# NC/SC Smoker Builder Recomendations



## Three B's (Sep 27, 2021)

Are there any builders in the North Carolina/South Carolina area that anyone would recomend?  I was leaning towards an LSG but thought I would see if there was anyone local first.  Looking for an offset in the 24x40 range.


----------



## GonnaSmoke (Sep 27, 2021)

Here's an OLD thread with a bunch of builders and their websites. As you will see, most are in Texas and many are no longer in business, but some are. 





						Pit Builder List
					

I wanted to post this down in the cooker section, but I need the help of a moderator.  Anyway, here is a list from another source that should help with pit questions.    Acme Custom BBQ grills and pits  Friendswood, TX  http://www.acmewelding.com/BBQ.html   Austin National Smoker Company...




					www.smokingmeatforums.com
				




Go west to Knoxville and there's TMG Pits, tmgpits.com. Their backlog is around 30 weeks. Further south is Lang, langbbqsmokers.com. Last I heard, Lang was about 6-7 months or so, too. 
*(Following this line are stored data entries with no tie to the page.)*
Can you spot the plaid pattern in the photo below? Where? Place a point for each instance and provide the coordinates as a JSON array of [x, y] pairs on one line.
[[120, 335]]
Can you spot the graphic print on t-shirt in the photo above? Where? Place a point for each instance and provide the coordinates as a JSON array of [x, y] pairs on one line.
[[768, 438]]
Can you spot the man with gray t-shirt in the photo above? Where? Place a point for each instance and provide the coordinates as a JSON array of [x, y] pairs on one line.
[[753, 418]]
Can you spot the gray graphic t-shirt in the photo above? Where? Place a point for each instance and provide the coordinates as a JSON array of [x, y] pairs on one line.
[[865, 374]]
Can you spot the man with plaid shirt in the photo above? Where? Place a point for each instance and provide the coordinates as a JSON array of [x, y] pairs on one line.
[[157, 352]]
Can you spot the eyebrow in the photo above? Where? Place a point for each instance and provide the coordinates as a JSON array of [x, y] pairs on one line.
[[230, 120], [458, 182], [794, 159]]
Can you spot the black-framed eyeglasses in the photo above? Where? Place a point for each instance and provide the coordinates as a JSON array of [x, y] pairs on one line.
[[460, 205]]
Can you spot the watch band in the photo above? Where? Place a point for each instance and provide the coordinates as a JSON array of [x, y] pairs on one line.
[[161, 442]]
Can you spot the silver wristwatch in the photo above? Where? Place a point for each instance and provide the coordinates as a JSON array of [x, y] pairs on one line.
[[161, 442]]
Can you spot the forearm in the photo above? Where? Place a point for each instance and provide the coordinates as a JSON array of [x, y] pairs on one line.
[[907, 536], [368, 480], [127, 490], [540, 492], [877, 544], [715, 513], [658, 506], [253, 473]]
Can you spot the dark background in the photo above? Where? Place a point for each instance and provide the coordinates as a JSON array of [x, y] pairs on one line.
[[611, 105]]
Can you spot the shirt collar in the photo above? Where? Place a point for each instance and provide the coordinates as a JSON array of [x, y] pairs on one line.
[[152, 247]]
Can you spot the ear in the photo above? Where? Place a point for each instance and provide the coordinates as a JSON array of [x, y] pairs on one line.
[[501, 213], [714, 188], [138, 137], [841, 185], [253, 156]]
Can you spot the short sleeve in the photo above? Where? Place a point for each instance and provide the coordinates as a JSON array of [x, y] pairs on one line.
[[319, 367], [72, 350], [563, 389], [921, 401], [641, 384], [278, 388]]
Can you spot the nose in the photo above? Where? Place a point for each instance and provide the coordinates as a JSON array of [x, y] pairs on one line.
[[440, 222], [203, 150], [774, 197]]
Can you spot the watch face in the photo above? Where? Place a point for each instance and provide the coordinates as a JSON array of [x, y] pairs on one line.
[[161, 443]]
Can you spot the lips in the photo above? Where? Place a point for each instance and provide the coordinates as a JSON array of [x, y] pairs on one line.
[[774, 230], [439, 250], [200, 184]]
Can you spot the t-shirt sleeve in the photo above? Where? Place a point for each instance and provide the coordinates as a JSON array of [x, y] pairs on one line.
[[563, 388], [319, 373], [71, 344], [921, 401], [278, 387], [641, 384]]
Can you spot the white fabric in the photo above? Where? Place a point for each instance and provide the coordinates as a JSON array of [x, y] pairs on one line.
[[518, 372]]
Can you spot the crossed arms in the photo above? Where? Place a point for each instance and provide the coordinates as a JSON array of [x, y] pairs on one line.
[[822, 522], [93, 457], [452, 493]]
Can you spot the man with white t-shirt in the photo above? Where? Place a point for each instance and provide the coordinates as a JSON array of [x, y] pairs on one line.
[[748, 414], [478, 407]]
If you're willing to have one built and shipped to you, Bell Fabrication is well thought of, bellfab.com, and their turn around time may be shorter. Craig is good people.


----------



## culpepersmoke (Sep 28, 2021)

I realize they aren't in the Carolina's but I'm very happy with my HBT Smoker. It was worth the drive to Alabama to pick it up. I had mine made from smooth steel instead of the diamond plate (no extra charge). Great people to work with too.


----------



## Three B's (Sep 30, 2021)

I've been looking into Workhorse, anyone have expierence with them?  What little information I have been able to find so far looks promising.


----------